735.Asteroid Collision

Objective

All elements of ans will be residual asteroids after all collision occur.

Intuition - Incremental Approach

Flow of Incremental Approach
Assume that we have the result of given ~ (i-1)-th inputs.
at i-th iteration, we should compute the result ~ i-th inputs satisfying the objective of a problem.
In this way, we can get the final result by scanning all inputs.

You can solve this problem by gradually scanning each asteroid and adding the result to ans, taking into account the crash cases.
Assume that we already have ans when i-th iteration.
When we meet new , which is a i-th asteroid, we can notice the fact as follows.

Note that asteroids of ans from the top to bottom are affected until being stable when dealing with i-th iteration if collisions occur.

Therefore, we can use stack data structure to ans.
We can use stack as ans by updating ans from top to bottom when dealing with i-th iteration,

How to solve using a stack in detail?

Append new asteroid for each iteration by considering as follows.
If collision cases(new < 0 < top) occur, there are two cases.

1. abs(top) < abs(new) - ans blows up. However, new is still alive. so, see next top of ans.
2. abs(top) == abs(new) - both ans and new blow up. so, it becomes stable. (get out while loop)

In [1]:

class Solution(object):
    def asteroidCollision(self, asteroids):
        """
        :type asteroids: List[int]
        :rtype: List[int]
        """
        ans = [] # ans is a stack: elements of ans will be residual asteroids after all collision occur.
        for new in asteroids:
            # all collision cases
            # - At first, ans is not empty. (first requirement condition) 
            #   - Also, top of ans is postivie and new is negative.
            while ans and new < 0 < ans[-1]:
                # case 1 - top blows up, but new is still alive.
                if abs(ans[-1]) < abs(new):
                    ans.pop()
                    continue # see the next top of ans
                # case 2 - both top ans new blow up, it becomes stable.
                elif abs(ans[-1]) == abs(new):
                    ans.pop()
                # etc - ans does not change.
                break # get out the while loop.
            else: # [important]: to avoid the case that `new` blows up, but append the new to ans. 
                # if it goes through the while loop, where is above, avoid this line. 
                ans.append(new)
        return ans
sol = Solution()

In [2]:

A = [5, 10, -5]
sol.asteroidCollision(A)

[5, 10]

Report

When I solved this problem, there were two things to think.

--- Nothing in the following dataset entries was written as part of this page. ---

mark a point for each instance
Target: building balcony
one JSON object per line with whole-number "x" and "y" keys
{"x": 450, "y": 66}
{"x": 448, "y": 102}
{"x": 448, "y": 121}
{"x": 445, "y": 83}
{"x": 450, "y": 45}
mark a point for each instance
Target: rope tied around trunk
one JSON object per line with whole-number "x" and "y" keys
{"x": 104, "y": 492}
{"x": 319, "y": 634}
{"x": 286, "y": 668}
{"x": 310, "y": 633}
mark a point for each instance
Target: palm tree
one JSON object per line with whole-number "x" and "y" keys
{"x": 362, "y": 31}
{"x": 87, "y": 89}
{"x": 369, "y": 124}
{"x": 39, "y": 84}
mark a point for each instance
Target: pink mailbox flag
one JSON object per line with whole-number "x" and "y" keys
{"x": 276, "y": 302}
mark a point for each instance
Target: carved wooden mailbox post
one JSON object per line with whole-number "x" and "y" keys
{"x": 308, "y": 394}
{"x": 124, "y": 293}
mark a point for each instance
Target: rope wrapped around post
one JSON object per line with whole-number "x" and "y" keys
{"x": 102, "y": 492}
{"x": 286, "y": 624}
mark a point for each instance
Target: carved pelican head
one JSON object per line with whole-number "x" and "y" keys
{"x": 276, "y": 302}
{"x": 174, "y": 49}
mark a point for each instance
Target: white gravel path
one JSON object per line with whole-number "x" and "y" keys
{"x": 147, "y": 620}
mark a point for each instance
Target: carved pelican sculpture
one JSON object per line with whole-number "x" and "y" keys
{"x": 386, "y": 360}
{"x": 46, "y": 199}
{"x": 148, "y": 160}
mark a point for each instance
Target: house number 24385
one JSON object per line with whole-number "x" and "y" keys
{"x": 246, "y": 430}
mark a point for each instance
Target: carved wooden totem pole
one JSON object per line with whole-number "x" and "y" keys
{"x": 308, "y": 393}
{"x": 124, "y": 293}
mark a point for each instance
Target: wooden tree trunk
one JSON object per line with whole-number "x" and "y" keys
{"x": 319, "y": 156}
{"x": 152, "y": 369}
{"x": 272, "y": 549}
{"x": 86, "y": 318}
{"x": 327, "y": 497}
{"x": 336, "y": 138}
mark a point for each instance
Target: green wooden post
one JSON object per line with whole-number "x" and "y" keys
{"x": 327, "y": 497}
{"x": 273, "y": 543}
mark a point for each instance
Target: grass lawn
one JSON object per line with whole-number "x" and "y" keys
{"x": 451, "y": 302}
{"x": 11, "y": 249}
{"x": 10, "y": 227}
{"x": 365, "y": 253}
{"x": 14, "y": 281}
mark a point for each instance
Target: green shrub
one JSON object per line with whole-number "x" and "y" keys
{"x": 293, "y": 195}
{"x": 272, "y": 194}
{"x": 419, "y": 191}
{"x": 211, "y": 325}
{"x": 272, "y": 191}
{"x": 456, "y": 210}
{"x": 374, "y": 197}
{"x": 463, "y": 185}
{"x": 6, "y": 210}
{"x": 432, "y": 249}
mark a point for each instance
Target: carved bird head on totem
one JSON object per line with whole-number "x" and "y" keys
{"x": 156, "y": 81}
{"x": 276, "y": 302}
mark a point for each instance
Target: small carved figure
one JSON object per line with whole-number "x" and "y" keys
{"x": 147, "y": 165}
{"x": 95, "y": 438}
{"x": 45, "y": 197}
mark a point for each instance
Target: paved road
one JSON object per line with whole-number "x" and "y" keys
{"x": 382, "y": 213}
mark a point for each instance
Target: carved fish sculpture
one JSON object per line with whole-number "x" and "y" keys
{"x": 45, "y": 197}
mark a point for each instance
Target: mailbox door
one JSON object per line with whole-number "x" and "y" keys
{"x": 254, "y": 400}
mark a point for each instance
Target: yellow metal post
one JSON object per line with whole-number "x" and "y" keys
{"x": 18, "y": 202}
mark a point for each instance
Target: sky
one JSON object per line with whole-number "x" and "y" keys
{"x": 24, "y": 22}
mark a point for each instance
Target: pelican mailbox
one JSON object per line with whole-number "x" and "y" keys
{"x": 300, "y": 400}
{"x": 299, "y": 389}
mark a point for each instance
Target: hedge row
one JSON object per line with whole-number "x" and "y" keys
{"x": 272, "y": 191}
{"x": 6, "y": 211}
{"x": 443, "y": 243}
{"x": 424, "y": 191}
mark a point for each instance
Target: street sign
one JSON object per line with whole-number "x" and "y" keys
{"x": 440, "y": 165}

1. It was hard to think that ans is used as stack datastruture.
   I cannot notice this fact when I solve this problem firstly.
   However, I can figure out the use of stack makes the problem be solved incrementally.
2. Hard to implement the exception cases.
   • I could not know how to deal with collision cases.

       while ans and new < 0 < ans[-1]:
     

     In python, at the while condition, ans should be non-empty, and new < 0 < ans[-1] I thought that ans[-1] is impossible because when ans is empty at first step, the -1 is out of index. However, fortunately, In python, if first condition is false, the python does not see the second condition!. so, out of index error does not occur.

   • when abs(ans[-1]) == abs(new): occurs, both ans ans new blow up. Therefore, we should not append new because it disappears by collision. I was confused at how to implement this. Luckly, In python, while or else is possible.

       while condition:
           # ...
       else: # [important]: to avoid the case that `new` blows up, but append the new to ans.  
           ans.append(new)
     

In [3]:

# test
while 1:
    print("hi")
    break
else:
    print("hello")

hi

In [4]:

# test
while 0:
    print("hi")
    break
else:
    print("hello")

hello